Watching other authors react to their reviews has also taught me something important.

Never. EVER. Respond to a negative review.

Seriously.

Ever.

Nothing good can ever come from it.

How about you? If you’re an author, do you read bad reviews or avoid them?

If you’re a reader, are reviews important to you when selecting books?

 

Let’s Talk About Sex.

“Why do you write gay romance?”

Author interviews always seem to include that question for me. And my answer is probably never entirely satisfactory, mostly because I don’t have the answer. There was no epiphany or grand moment. No critical thought process that I’ve heard other MM Romance authors give.

Gender and sexuality have always been a bizarre concept to me. It’s an autistic thing. I feel a bit detached on the idea of both. So, for me, romance is romance is romance.

While I am a woman and I identify as one, gender is one of those concepts I’ve always been quite detached from. I’ve spoken with other autistics who also find the male/female thing confusing. It’s a hard feeling to accurately describe.

It doesn’t affect my writing–and yet it does.

And by that I mean, when I write my brain doesn’t get caught up on gender differences necessarily in the same ways I see from allistic others. I do, however, seem to get into a rhythm of writing something in particular and struggle to shift into a different area. So, after starting with After the Scrum, my flow has continued with M/M, though all things considered my novels tend to include a diverse group of relationships amongst the cast of characters in the stories.

Sexuality or sexual orientation is equally different in my head from how I hear a lot of allistic authors talking about with their writing.

Sex scenes whether m/m, m/f, mmf, or mmm are the hardest bits of writing for me.

Another part, as a panster, I never genuinely set out to do one or the other or a variation. The story just spontaneously shows up from wherever my muse lives in my brain. I barely manage to plot out…the plot.

(The annoying part that I have zero control over. Fucking muse lol.)

I swear I had a point when I started this blog post, but I’ve gotten distracted.

I genuinely considered deleting this and starting over, but other autistic romance authors might appreciate and relate to seeing my struggles.

 

 

So Long Farewell.

(Ten points if the song is now stuck in your head. Sorry, not sorry.)

Saying goodbye to a book series is always bittersweet as an author…and as a reader. Saturday was a book release day for me. Haka Ever After came out and is the last of my Sin Bin series. I’m excited to move forward to new projects but heartbroken to leave my retired rugby lads behind.

It’s tricky, I think, to figure out where a series should end. There’s always a part of me that wonders about different characters whose story I didn’t tell. But then, my muse runs away toward a new shiny idea, and I don’t get a chance to be sad about ending my series.

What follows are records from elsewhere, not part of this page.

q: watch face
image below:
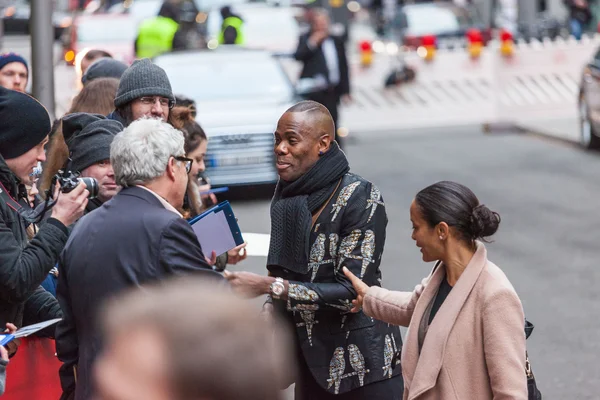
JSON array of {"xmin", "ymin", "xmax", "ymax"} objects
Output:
[{"xmin": 272, "ymin": 283, "xmax": 284, "ymax": 296}]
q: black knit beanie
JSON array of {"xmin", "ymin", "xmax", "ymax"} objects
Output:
[
  {"xmin": 113, "ymin": 58, "xmax": 174, "ymax": 108},
  {"xmin": 0, "ymin": 87, "xmax": 51, "ymax": 159},
  {"xmin": 81, "ymin": 57, "xmax": 128, "ymax": 85},
  {"xmin": 62, "ymin": 112, "xmax": 124, "ymax": 173}
]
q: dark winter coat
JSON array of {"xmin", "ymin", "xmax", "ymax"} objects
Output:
[{"xmin": 0, "ymin": 154, "xmax": 66, "ymax": 329}]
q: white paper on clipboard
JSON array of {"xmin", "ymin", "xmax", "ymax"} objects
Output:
[{"xmin": 191, "ymin": 210, "xmax": 238, "ymax": 256}]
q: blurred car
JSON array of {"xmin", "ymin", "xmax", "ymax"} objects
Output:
[
  {"xmin": 205, "ymin": 3, "xmax": 302, "ymax": 55},
  {"xmin": 154, "ymin": 48, "xmax": 299, "ymax": 188},
  {"xmin": 579, "ymin": 48, "xmax": 600, "ymax": 149},
  {"xmin": 394, "ymin": 2, "xmax": 490, "ymax": 50},
  {"xmin": 62, "ymin": 13, "xmax": 137, "ymax": 67},
  {"xmin": 2, "ymin": 0, "xmax": 72, "ymax": 40}
]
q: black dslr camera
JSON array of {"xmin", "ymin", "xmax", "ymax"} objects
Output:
[{"xmin": 54, "ymin": 170, "xmax": 99, "ymax": 199}]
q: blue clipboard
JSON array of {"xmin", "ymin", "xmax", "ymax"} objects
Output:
[
  {"xmin": 0, "ymin": 334, "xmax": 14, "ymax": 347},
  {"xmin": 188, "ymin": 201, "xmax": 244, "ymax": 255}
]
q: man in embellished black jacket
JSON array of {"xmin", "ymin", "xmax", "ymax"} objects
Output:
[{"xmin": 225, "ymin": 100, "xmax": 403, "ymax": 399}]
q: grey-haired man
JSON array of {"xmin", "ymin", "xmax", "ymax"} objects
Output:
[{"xmin": 56, "ymin": 119, "xmax": 221, "ymax": 400}]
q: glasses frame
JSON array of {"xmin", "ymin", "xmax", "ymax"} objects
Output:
[
  {"xmin": 138, "ymin": 96, "xmax": 176, "ymax": 109},
  {"xmin": 173, "ymin": 156, "xmax": 193, "ymax": 174}
]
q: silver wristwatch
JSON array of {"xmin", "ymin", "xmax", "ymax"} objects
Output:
[{"xmin": 270, "ymin": 277, "xmax": 285, "ymax": 299}]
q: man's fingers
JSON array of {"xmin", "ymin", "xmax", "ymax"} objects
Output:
[{"xmin": 5, "ymin": 323, "xmax": 16, "ymax": 334}]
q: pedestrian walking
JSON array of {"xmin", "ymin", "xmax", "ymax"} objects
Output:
[
  {"xmin": 343, "ymin": 181, "xmax": 528, "ymax": 400},
  {"xmin": 225, "ymin": 101, "xmax": 403, "ymax": 399},
  {"xmin": 56, "ymin": 118, "xmax": 222, "ymax": 400},
  {"xmin": 294, "ymin": 10, "xmax": 350, "ymax": 148},
  {"xmin": 565, "ymin": 0, "xmax": 592, "ymax": 40},
  {"xmin": 0, "ymin": 53, "xmax": 28, "ymax": 93},
  {"xmin": 107, "ymin": 59, "xmax": 175, "ymax": 127}
]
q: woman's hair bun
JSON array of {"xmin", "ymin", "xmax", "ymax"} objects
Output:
[{"xmin": 470, "ymin": 205, "xmax": 500, "ymax": 240}]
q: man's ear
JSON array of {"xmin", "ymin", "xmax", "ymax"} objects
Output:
[
  {"xmin": 318, "ymin": 134, "xmax": 332, "ymax": 154},
  {"xmin": 166, "ymin": 157, "xmax": 177, "ymax": 181}
]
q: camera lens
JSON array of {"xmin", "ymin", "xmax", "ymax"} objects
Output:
[{"xmin": 78, "ymin": 177, "xmax": 99, "ymax": 199}]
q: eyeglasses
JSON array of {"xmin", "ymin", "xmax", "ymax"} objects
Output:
[
  {"xmin": 174, "ymin": 156, "xmax": 193, "ymax": 174},
  {"xmin": 138, "ymin": 96, "xmax": 175, "ymax": 109}
]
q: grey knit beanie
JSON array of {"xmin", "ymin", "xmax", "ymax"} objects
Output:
[
  {"xmin": 113, "ymin": 58, "xmax": 174, "ymax": 108},
  {"xmin": 82, "ymin": 57, "xmax": 128, "ymax": 85},
  {"xmin": 62, "ymin": 113, "xmax": 123, "ymax": 173}
]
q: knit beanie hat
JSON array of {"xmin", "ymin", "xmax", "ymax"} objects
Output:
[
  {"xmin": 0, "ymin": 53, "xmax": 28, "ymax": 74},
  {"xmin": 113, "ymin": 58, "xmax": 174, "ymax": 108},
  {"xmin": 62, "ymin": 112, "xmax": 124, "ymax": 173},
  {"xmin": 0, "ymin": 87, "xmax": 50, "ymax": 159},
  {"xmin": 82, "ymin": 57, "xmax": 128, "ymax": 85}
]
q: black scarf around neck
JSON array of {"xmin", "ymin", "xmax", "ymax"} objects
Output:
[{"xmin": 267, "ymin": 142, "xmax": 349, "ymax": 274}]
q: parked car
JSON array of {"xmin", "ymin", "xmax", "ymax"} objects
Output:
[
  {"xmin": 154, "ymin": 49, "xmax": 299, "ymax": 188},
  {"xmin": 394, "ymin": 2, "xmax": 490, "ymax": 50},
  {"xmin": 579, "ymin": 47, "xmax": 600, "ymax": 149},
  {"xmin": 62, "ymin": 13, "xmax": 137, "ymax": 68},
  {"xmin": 2, "ymin": 0, "xmax": 72, "ymax": 40}
]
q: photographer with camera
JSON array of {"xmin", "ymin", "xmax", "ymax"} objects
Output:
[
  {"xmin": 61, "ymin": 113, "xmax": 124, "ymax": 215},
  {"xmin": 0, "ymin": 87, "xmax": 89, "ymax": 331}
]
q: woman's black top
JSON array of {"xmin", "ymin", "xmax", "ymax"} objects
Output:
[{"xmin": 428, "ymin": 278, "xmax": 453, "ymax": 325}]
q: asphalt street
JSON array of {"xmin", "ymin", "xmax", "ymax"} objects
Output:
[{"xmin": 228, "ymin": 125, "xmax": 600, "ymax": 400}]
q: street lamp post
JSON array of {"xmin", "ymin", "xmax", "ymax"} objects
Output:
[{"xmin": 31, "ymin": 0, "xmax": 56, "ymax": 119}]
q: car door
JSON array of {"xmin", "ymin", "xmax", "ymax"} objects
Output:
[{"xmin": 582, "ymin": 48, "xmax": 600, "ymax": 128}]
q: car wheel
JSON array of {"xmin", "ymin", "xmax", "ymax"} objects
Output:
[{"xmin": 579, "ymin": 97, "xmax": 600, "ymax": 149}]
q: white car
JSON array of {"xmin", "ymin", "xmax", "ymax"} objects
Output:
[{"xmin": 154, "ymin": 49, "xmax": 299, "ymax": 187}]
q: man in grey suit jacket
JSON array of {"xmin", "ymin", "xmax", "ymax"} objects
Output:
[{"xmin": 56, "ymin": 118, "xmax": 222, "ymax": 400}]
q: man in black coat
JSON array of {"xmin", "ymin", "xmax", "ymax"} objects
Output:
[
  {"xmin": 56, "ymin": 118, "xmax": 223, "ymax": 400},
  {"xmin": 226, "ymin": 101, "xmax": 403, "ymax": 399},
  {"xmin": 295, "ymin": 10, "xmax": 350, "ymax": 148},
  {"xmin": 0, "ymin": 88, "xmax": 88, "ymax": 332}
]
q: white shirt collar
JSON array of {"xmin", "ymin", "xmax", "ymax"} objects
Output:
[{"xmin": 136, "ymin": 185, "xmax": 182, "ymax": 217}]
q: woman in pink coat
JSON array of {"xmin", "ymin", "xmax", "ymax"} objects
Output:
[{"xmin": 344, "ymin": 181, "xmax": 528, "ymax": 400}]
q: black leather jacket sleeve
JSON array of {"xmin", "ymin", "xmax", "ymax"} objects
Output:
[
  {"xmin": 22, "ymin": 286, "xmax": 62, "ymax": 338},
  {"xmin": 287, "ymin": 183, "xmax": 387, "ymax": 313},
  {"xmin": 0, "ymin": 213, "xmax": 69, "ymax": 303}
]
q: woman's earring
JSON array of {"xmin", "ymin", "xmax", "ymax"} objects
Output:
[
  {"xmin": 319, "ymin": 151, "xmax": 324, "ymax": 156},
  {"xmin": 439, "ymin": 236, "xmax": 443, "ymax": 240}
]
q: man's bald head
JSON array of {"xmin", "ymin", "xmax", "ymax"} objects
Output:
[{"xmin": 284, "ymin": 100, "xmax": 335, "ymax": 140}]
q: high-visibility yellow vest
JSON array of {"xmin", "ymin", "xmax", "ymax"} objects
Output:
[
  {"xmin": 218, "ymin": 16, "xmax": 244, "ymax": 45},
  {"xmin": 136, "ymin": 16, "xmax": 179, "ymax": 59}
]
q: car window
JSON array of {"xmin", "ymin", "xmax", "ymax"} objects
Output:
[
  {"xmin": 403, "ymin": 6, "xmax": 473, "ymax": 36},
  {"xmin": 159, "ymin": 56, "xmax": 293, "ymax": 102},
  {"xmin": 77, "ymin": 19, "xmax": 137, "ymax": 43}
]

I never intended to write The Sin Bin. In fact, I wasn’t supposed to write the story that inspired the series–After the Scrum. I had a completely different idea planned for NaNoWriMo 2015, but I made the mistake of watching a rugby match.

Big mistake.

Francis and Caddock sprung to life, giving me barely a week or two to prepare before November. And then, somehow, Graham decided his story wanted out in The Wanderer. Each tale led into the next.

It’s quite strange to look back on the series now. One of those moments where you can’t quite believe what you’ve accomplished. All those words on paper. It’s exhausting just to think about.

I’m proud of my rugby lads.

I’ll miss them.

But, I’m no to the next adventure.

If you’re a writer, do you find yourself missing a series when you’ve finished it?

Or as a reader, do you prefer to read a series or standalones?